Because Australia is an island it has some protection from invasion by foreign plants. However, with increased trade and human movement across our borders comes an increased potential for movement of plants. Plants, or parts of plants such as seeds, are small enough to enter Australia in or on luggage, cargo, mail, equipment, vehicles, food, animals or even people.
The Australian Government has a range of legislation that regulates the import of plants into Australia, including potential new weeds. The legislation is enforced at Australian borders by the Department of Agriculture and Water Resources and the Australian Border Force. A plant may be allowed or not allowed entry, or may require a permit. People planning to import any plants or plant material need to check on the requirements under the legislation before they import.

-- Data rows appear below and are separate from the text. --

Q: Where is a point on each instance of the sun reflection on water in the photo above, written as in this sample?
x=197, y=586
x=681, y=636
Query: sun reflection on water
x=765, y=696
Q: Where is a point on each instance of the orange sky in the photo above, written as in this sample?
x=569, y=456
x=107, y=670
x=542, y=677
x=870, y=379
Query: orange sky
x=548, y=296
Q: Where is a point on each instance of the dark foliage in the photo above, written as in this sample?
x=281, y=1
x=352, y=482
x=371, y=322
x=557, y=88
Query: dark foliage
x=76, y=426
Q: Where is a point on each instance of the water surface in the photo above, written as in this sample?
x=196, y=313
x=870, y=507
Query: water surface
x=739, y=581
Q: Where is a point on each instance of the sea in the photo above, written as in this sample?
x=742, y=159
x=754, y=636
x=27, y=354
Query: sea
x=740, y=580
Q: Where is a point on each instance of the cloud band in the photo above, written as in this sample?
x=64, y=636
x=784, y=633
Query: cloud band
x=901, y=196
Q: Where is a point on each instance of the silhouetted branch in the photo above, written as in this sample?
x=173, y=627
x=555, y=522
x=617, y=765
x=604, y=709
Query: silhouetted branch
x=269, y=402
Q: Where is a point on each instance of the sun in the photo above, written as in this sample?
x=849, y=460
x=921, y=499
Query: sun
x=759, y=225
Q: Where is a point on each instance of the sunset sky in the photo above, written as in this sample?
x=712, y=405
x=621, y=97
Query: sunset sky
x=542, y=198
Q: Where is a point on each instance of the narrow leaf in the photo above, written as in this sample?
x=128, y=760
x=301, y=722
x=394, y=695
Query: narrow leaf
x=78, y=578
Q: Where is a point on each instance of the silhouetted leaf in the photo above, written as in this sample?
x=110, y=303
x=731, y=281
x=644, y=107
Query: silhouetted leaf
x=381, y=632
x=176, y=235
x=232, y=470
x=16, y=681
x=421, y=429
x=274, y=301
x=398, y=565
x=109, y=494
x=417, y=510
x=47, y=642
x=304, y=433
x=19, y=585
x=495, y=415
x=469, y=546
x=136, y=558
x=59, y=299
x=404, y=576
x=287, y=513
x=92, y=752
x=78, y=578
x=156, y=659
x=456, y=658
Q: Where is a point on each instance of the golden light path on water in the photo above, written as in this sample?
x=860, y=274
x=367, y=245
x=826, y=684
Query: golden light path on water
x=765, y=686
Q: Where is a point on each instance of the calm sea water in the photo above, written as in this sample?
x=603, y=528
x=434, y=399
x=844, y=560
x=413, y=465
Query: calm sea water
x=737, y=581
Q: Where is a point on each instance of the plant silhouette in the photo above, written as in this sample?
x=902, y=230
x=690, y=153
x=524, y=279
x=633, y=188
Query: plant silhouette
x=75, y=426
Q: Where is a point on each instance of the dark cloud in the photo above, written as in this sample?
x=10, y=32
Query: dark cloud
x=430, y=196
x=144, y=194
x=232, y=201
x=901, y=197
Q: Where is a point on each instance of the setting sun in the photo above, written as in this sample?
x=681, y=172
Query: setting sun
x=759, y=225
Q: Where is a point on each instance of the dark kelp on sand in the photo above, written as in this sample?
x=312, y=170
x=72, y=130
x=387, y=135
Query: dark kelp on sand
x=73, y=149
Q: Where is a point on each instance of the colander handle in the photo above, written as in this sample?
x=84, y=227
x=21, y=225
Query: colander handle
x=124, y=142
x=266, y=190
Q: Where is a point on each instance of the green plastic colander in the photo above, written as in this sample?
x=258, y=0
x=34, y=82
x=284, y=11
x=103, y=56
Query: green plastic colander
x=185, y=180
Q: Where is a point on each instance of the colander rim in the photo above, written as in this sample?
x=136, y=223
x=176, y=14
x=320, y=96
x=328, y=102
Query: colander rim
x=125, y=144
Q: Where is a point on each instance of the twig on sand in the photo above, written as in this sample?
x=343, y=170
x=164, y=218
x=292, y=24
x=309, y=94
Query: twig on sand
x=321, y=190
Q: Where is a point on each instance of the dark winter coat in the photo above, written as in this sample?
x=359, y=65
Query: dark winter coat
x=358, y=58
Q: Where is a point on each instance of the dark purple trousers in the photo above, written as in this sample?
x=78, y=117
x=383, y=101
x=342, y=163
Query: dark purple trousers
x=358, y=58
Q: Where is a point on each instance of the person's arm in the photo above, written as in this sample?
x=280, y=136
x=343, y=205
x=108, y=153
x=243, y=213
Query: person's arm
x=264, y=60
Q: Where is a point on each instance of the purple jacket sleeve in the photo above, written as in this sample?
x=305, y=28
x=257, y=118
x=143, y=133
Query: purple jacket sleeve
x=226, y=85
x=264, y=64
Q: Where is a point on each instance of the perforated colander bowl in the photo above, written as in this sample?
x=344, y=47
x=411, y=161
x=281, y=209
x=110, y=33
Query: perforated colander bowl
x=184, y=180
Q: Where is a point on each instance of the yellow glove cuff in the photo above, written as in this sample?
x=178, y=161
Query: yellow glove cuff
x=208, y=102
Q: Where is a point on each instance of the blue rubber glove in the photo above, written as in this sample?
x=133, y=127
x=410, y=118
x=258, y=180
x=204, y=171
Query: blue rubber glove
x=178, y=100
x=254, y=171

Australian Government legislation (laws) that control the importation of potential weeds
The Australian Government is responsible for international border protection, including regulating the import and export of plant material. The Environment Protection and Biodiversity Conservation Act 1999 (the EPBC Act) and the Biosecurity Act 2015 and its subordinate legislation regulate the import of live animals and plants into Australia. Prior to any new plant being imported into Australia, the plant must be assessed for its potential impacts under the Acts. The Australian Government administers both Acts with the cooperation of the states and territories.
Assessment for weediness of plants that are not currently in Australia
Plant species are assessed through a Weed Risk Assessment system to determine whether they are safe to be allowed into Australia.
The Weed Risk Assessment system administered by the Department of Agriculture and Water Resources evaluates the potential weed risk to both the environment and agriculture of a new plant species proposed for import under the Biosecurity Act 2015. The Weed Risk Assessment system utilises a science-based risk assessment methodology to provide quarantine policy advice and recommendations regarding requests for the import of new plant species.
For the purposes of assessment under the Environment Protection and Biodiversity Conservation Act 1999 (the EPBC Act), it was agreed that the Weed Risk Assessment system adequately assessed the potential environmental risk of plants. The Live Import List established under the EPBC Act is taken to include any plant species allowed to be imported under Biosecurity Act 2015. This means that a proposed new plant import is assessed through one agreed process.
Lists and databases of plants or plant material prohibited from import into Australia
The Department of Agriculture, Water and Environment regulates the import of seeds from plant species into Australia through the Biosecurity Act 2015.
Species that have been assessed as posing a weed or quarantine risk are listed as not permitted on the Department of Agriculture and Water Resources Biosecurity Import Conditions system (BICON). However, large numbers of plant species are yet to be assessed and are not listed.
The Environment Protection and Biodiversity Conservation Act 1999’s Live Import List is taken to include any plant species allowed to be imported under the Biosecurity Act 2015.
In addition, the Environment Protection and Biodiversity Conservation Act 1999 regulates the export and import of species protected under the Convention on International Trade in Endangered Species of Wild Fauna and Flora (CITES). CITES was established to prevent international trade from threatening species with extinction.
Plant species on these lists are also included on BICON, which outlines all import conditions for the importation of goods into Australia.
Physically stopping weeds entering Australia
The Department of Agriculture, Water and the Environment is Australia’s first line of defence in protecting our environment against exotic pests and diseases.
The Department of Agriculture, Water and the Environment and the Australian Border Force inspect incoming luggage, cargo, mail, animals and plants and their products, and prevent prohibited plants and plant material from entering Australia. The Department of Agriculture and Water Resources also provides inspection and certification for a range of exports. These actions reduce accidental or unauthorised weed entry through baggage, cargo and mail.
Australia’s proximity to the South East Asian and Pacific regions places strategic quarantine importance on northern Australia. The Department of Agriculture, Water and Environment Northern Australia Quarantine Strategy (NAQS) aims to protect Australia from exotic pests, weeds and diseases that could enter from countries to its north.